Screenshot der Satire-Website google-nest.org © Screenshot ZEIT ONLINE

Über den gelungenen Google-Hoax wurde auf der re:publica noch am Tag danach geredet: Die Aktionskünstler vom Peng! Collective hatten am Mittwoch eine Website mit vier erfundenen und absurden Google-Produkten ins Netz gestellt, eingeweihte Politiker und Bürgerrechtler reagierten mit gespielter Empörung. Am Nachmittag stellten sich auf der größten Bühne der Konferenz zwei Schauspieler als Paul von Ribbeck und Gloria Spindle von Google vor und präsentierten die neuen Produkte. Selbst erfahrene Netzaktivisten wie Eric King, Forschungschef von Privacy International, glaubten lange, das alles sei echt.
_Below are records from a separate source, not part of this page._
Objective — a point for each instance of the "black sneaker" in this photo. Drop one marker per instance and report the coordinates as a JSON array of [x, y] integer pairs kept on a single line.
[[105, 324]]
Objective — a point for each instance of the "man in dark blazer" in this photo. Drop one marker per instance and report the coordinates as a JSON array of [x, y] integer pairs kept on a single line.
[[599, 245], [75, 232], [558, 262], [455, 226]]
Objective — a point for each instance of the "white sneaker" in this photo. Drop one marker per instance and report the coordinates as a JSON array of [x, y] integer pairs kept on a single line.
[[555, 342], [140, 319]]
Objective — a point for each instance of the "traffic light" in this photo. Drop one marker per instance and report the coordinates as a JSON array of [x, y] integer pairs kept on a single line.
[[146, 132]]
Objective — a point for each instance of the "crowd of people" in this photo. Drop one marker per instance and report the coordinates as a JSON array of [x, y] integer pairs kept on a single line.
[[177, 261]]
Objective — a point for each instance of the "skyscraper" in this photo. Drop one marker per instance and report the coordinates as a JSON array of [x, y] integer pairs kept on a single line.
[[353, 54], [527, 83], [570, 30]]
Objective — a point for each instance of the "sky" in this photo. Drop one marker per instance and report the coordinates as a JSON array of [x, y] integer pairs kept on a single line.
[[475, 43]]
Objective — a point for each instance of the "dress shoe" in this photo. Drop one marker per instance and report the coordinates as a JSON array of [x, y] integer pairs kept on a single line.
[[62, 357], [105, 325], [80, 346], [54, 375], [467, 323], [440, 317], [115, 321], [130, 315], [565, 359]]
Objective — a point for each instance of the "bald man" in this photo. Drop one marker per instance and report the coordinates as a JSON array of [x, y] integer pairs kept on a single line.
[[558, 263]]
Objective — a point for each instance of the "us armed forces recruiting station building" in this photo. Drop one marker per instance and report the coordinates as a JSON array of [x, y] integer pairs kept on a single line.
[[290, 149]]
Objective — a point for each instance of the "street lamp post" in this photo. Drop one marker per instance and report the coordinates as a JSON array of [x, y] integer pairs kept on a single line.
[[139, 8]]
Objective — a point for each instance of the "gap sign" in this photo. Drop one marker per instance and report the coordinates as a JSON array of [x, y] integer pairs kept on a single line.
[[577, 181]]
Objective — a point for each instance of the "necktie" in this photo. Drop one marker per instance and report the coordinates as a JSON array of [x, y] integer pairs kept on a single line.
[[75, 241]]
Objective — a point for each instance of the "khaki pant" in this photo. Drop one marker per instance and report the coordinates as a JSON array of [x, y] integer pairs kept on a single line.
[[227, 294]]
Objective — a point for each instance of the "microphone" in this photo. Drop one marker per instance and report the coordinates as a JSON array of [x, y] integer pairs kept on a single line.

Google selbst reagierte zunächst gelassen und beließ es bei ein paar Hinweisen auf Twitter, dass es sich um Satire handele. Doch die liebevoll im Google-Stil gestaltete Website will das Unternehmen so nicht akzeptieren.

In einer freundlichen, aber unmissverständlichen E-Mail an die Künstler schreibt das Google Trademark Team: "Bitte verstehen Sie, dass wir kein Problem mit dem Konzept von Parodien oder Kritik haben. In diesem Fall aber sind wir besorgt, (...) dass Nutzer in die Irre geführt werden könnten, was die Herkunft und das Ziel Ihrer Aktion angeht."

Google bemängelt erstens das Fehlen eines Disclaimers, zweitens die Links auf echte Google-Angebote, drittens das Kopieren seines "Look-and-feel" inklusive Markenzeichen, Schriftarten und Layout, viertens die gefälschten Inhaber-Informationen über die Domain google-nest.org und fünftens, dass sich die beiden Künstler als echte Google-Mitarbeiter ausgeben.

"Als Inhaber von Markenrechten können wir anderen nicht erlauben, unsere Markenzeichen so zu benutzen, dass es unsere Kunden verwirren könnte", heißt es in der Mail. Deshalb fordert Google das Peng! Collective – sehr höflich – auf, die Website bis spätestens Montagabend als Parodie zu kennzeichnen. Die Künstler sollen zudem klarstellen, dass Google nichts mit der Website und den dort vorgestellten Produkten zu tun hat, Links auf echte Google-Produkte sollen entfernt werden.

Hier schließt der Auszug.